Ricordi i giorni dell’Umi, le speranze mai realizzate di far politica per il paese e non per i partiti: ebbene, a quarant’anni, di colpo, ho fatto politica e in nome dello Stato e non per un partito.  Con l’incarico, ho avuto in mano un potere enorme e discrezionale al massimo ed ho sempre operato – ne ho la piena coscienza – solo nell’interesse del paese, creandomi ovviamente solo nemici perché tutti quelli che hanno per mio merito avuto quanto loro spettava non sono certo riconoscenti perché credono di aver avuto solo quello che a loro spettava: ed hanno ragione, anche se, non fossi stato io, avrebbero recuperato i loro averi parecchi mesi dopo.

I nemici comunque non aiutano, e cercheranno in ogni modo di farmi scivolare su qualche fesseria, e purtroppo, quando devi firmare centinaia di lettere al giorno, puoi anche firmare fesserie. 

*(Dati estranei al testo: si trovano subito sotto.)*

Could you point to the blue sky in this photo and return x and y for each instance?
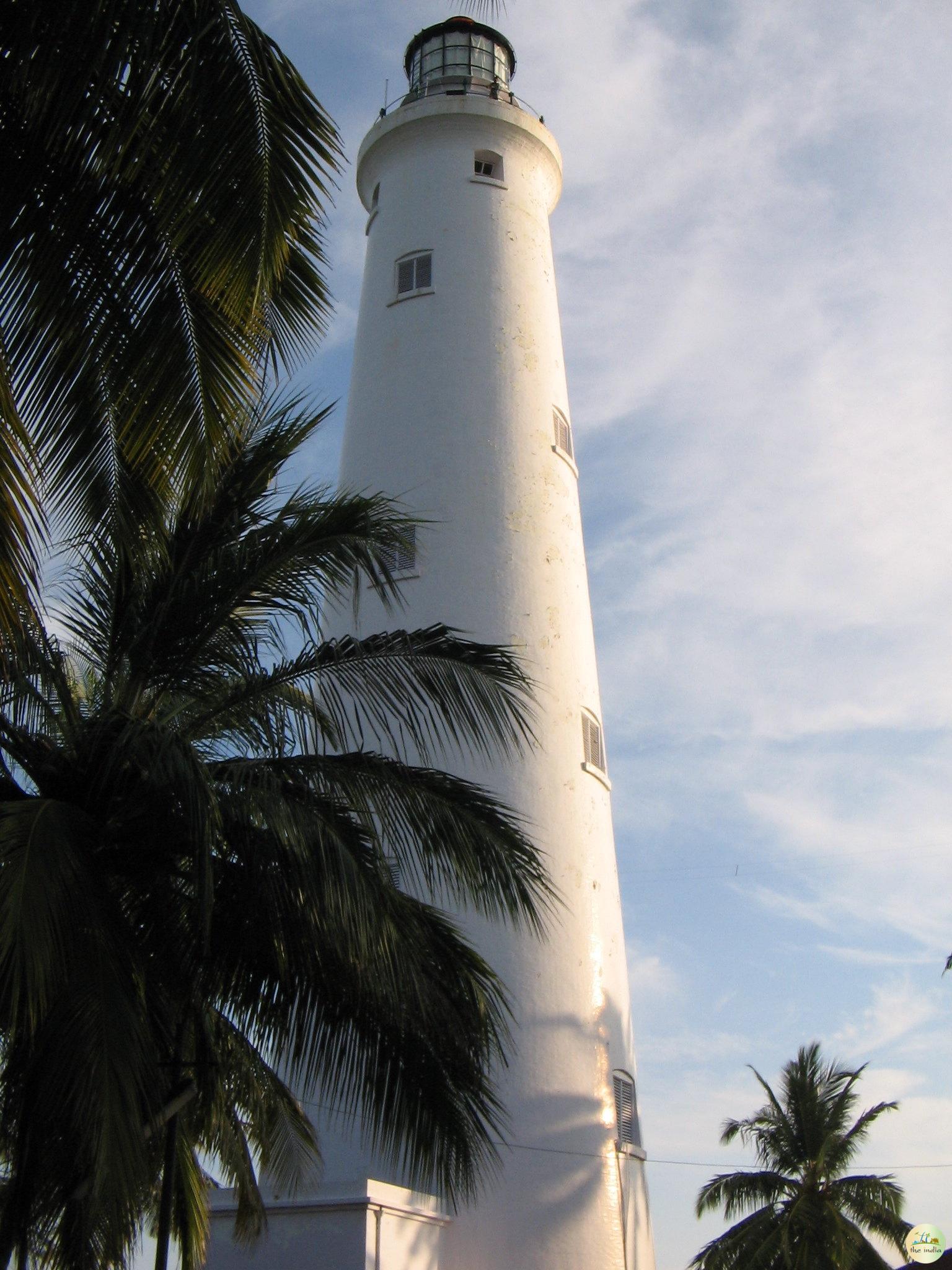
(754, 270)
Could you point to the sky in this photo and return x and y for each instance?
(754, 270)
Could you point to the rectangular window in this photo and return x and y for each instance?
(592, 742)
(402, 561)
(563, 433)
(625, 1110)
(415, 273)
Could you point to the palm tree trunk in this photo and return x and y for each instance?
(164, 1228)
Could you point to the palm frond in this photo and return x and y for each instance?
(161, 233)
(736, 1193)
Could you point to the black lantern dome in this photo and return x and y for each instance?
(456, 55)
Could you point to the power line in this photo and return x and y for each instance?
(651, 1160)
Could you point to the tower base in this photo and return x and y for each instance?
(367, 1226)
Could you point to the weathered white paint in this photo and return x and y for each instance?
(451, 411)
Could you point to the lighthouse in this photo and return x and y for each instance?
(459, 407)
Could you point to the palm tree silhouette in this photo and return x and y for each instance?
(806, 1214)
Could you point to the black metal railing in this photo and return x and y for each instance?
(461, 86)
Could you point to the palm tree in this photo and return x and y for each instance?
(213, 853)
(165, 169)
(806, 1214)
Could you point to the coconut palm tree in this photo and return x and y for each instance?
(165, 171)
(804, 1213)
(213, 853)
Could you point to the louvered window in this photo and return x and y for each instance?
(415, 273)
(625, 1110)
(488, 163)
(592, 742)
(563, 433)
(403, 559)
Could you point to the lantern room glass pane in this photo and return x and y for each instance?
(457, 54)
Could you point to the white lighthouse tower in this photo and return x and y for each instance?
(459, 407)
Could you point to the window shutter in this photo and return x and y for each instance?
(403, 559)
(563, 433)
(405, 276)
(592, 744)
(425, 271)
(625, 1110)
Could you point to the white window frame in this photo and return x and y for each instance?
(404, 562)
(627, 1130)
(491, 158)
(413, 257)
(560, 417)
(593, 747)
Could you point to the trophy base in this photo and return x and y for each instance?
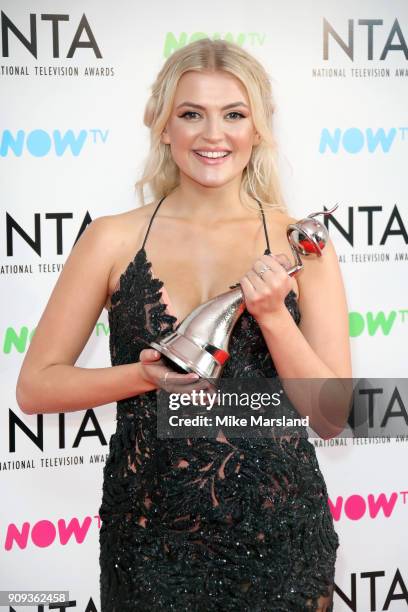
(189, 356)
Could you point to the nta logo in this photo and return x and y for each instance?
(394, 41)
(31, 42)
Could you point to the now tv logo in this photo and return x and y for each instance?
(44, 533)
(40, 143)
(356, 507)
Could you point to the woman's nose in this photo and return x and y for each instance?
(213, 129)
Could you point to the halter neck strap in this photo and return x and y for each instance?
(267, 250)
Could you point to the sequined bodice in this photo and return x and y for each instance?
(197, 524)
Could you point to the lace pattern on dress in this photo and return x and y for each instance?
(203, 525)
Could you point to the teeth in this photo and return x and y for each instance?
(213, 153)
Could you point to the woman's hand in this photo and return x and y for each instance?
(266, 285)
(155, 372)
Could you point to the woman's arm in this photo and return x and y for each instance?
(49, 381)
(319, 348)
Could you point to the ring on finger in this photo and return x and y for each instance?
(262, 271)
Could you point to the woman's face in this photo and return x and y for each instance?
(210, 130)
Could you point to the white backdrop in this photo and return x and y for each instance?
(72, 145)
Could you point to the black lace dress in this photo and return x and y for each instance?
(198, 525)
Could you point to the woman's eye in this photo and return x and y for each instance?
(188, 114)
(237, 114)
(193, 115)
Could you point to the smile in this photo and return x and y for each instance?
(212, 157)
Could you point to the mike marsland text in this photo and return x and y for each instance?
(232, 421)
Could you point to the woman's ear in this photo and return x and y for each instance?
(164, 138)
(257, 139)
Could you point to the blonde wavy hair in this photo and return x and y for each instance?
(260, 177)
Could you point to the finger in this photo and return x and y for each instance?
(284, 260)
(147, 355)
(272, 261)
(247, 288)
(257, 282)
(169, 376)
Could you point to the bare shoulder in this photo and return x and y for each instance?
(120, 233)
(278, 219)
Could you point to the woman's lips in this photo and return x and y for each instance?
(211, 160)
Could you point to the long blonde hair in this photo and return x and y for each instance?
(260, 177)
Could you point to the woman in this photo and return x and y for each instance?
(200, 524)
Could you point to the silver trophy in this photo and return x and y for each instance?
(200, 342)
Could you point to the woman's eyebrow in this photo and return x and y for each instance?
(232, 105)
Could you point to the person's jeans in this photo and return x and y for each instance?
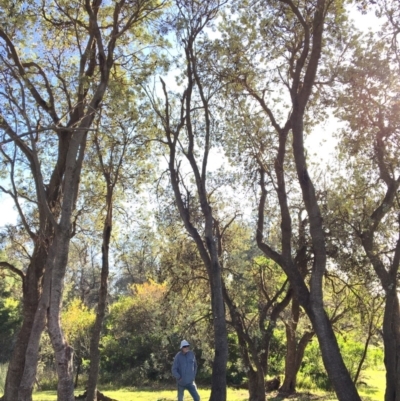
(191, 387)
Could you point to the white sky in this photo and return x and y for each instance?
(321, 143)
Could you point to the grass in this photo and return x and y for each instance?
(372, 390)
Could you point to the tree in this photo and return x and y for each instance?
(368, 103)
(50, 94)
(187, 125)
(284, 92)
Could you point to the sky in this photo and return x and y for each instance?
(322, 146)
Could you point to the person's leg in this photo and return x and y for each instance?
(181, 389)
(193, 391)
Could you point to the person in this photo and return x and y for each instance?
(184, 370)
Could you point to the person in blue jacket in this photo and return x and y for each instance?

Qualunque cosa succeda, comunque, tu sai che cosa devi fare e sono certo saprai fare benissimo.  Dovrai tu allevare i ragazzi e crescerli nel rispetto di quei valori nei quali noi abbiamo creduto.

Abbiano coscienza dei loro doveri verso sé stessi, verso la famiglia nel senso trascendente che io ho, verso il paese, si chiami Italia o si chiami Europa.

 

Chi scrive è Giorgio Ambrosoli, avvocato viene nominato commissario liquidatore della Banca Privata, la banca del faccendiere Sindona. I suoi nemici, massoneria italiana e l’FBI, non pensavano sicuramente di trovare una così ferma volontà, una tenacia onesta e sincera. Le lusinghe e i tentativi di corruzione lasciarono il posto alle minacce che non lo fermano. Lasciato solo anche da certa magistratura, poteva contare solo su un amico sincero trovato nell’allora governatore della Banca d’Italia Paolo Baffi (e forse per questo accusato ingiustamente) e sull’aiuto di Silvio Novembre, maresciallo della GF che si offrì di stargli vicino perché gli fu negata la scorta, cattolico di fede e avvocato di professione, prosegue la sua strada sino a incontrare il sicario che lo ucciderà. Era la sera dell’11 luglio 1977.

Moriva così un avvocato onesto, un eroe borghese.